Setting Valve Lash on Mechanical Cams
All the valves must be set individually and only when the lifter is properly located on the base circle of the lobe. At this position the valve is closed and there is no lift taking place. How will you know when the valve you are adjusting is in the proper position with the lifter on the base circle of the cam? This can be accomplished by watching the movement of the valves.
1. When the engine is hot (at operating temperature) remove the valve covers and pick the cylinder you are going to adjust.
2. Hand turn the engine in its normal direction of rotation while watching the exhaust valve on that particular cylinder. When the exhaust valve begins to open, stop and adjust that cylinder?s intake valve. (Why? Because when the exhaust is just beginning to open, the intake lifter will be on the base circle of the lobe, so the intake is the one we can now adjust.)
3. Use a feeler gauge, set to the correct valve lash, and place it between the tip of the valve stem and rocker arm.

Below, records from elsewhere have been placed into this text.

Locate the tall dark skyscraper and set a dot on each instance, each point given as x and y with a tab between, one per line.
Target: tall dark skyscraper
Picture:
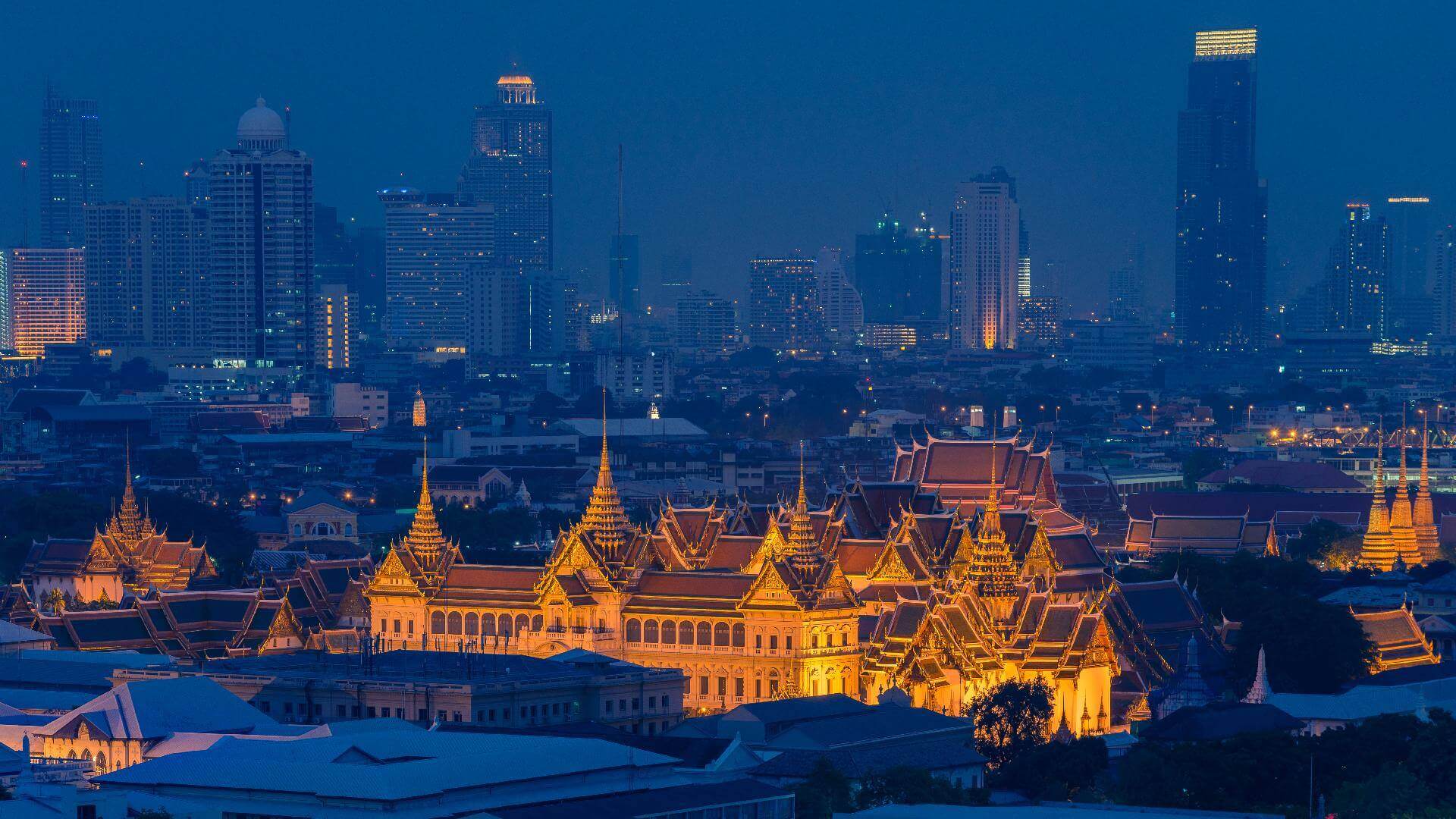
1222	209
625	273
510	169
897	273
1356	281
71	168
261	279
1408	311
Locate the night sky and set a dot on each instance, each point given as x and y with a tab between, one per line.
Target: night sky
759	129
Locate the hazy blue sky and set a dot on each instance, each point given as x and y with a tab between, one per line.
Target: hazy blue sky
759	129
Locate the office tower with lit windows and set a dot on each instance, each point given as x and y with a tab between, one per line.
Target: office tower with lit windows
625	273
510	169
842	314
498	324
558	315
261	248
1442	270
1126	286
984	262
146	275
335	327
430	249
783	308
707	324
71	168
1410	309
897	273
47	297
1222	206
1357	273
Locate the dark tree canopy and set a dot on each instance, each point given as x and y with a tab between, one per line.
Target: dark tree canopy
1011	719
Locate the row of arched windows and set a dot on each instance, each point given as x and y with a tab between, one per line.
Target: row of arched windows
484	626
686	632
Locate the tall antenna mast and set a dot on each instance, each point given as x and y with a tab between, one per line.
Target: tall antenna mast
620	260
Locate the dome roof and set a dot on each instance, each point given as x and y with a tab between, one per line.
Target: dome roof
261	127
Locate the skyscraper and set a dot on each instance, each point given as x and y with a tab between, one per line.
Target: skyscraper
71	168
146	275
897	273
1126	286
1408	311
261	246
510	168
783	303
430	249
47	289
1222	206
1357	273
625	273
984	262
840	308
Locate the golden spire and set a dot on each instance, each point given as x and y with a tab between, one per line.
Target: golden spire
801	528
128	526
1378	548
424	541
604	516
1423	513
1402	531
993	572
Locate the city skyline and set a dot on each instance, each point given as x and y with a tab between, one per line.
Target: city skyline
366	131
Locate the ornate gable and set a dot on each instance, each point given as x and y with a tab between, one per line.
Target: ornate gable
394	577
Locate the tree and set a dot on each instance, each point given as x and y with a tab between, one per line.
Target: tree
915	786
1394	792
1199	464
1056	771
1283	626
826	792
1011	719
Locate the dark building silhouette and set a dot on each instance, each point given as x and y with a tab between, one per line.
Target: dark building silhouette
71	168
897	271
510	168
1222	207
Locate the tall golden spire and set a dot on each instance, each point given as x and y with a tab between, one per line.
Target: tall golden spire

Adjust until you arrive at the proper setting and lock the adjuster in place.
4. After the intake valve has been adjusted, continue to rotate the engine, watching that same intake valve. The intake valve will go to full lift and then begin to close. When the intake is almost closed, stop and adjust the exhaust valve on that particular cylinder. (Again, when we see the intake valve almost closed, we are sure that the exhaust lifter is on the base circle of the lobe.) Use the feeler gauge and follow the procedure described before in step 3.
5. Both valves on this cylinder are now adjusted, so move to your next cylinder and follow the same procedure again. In the future you may find shortcuts to this method, but it still remains the best way to do the job correctly.
This is pretty straight forward. And I agree with above....no reason to adjust hot. and never let anyone else do this work for you. It is the pride of ownership, and knowing this critical step was done right.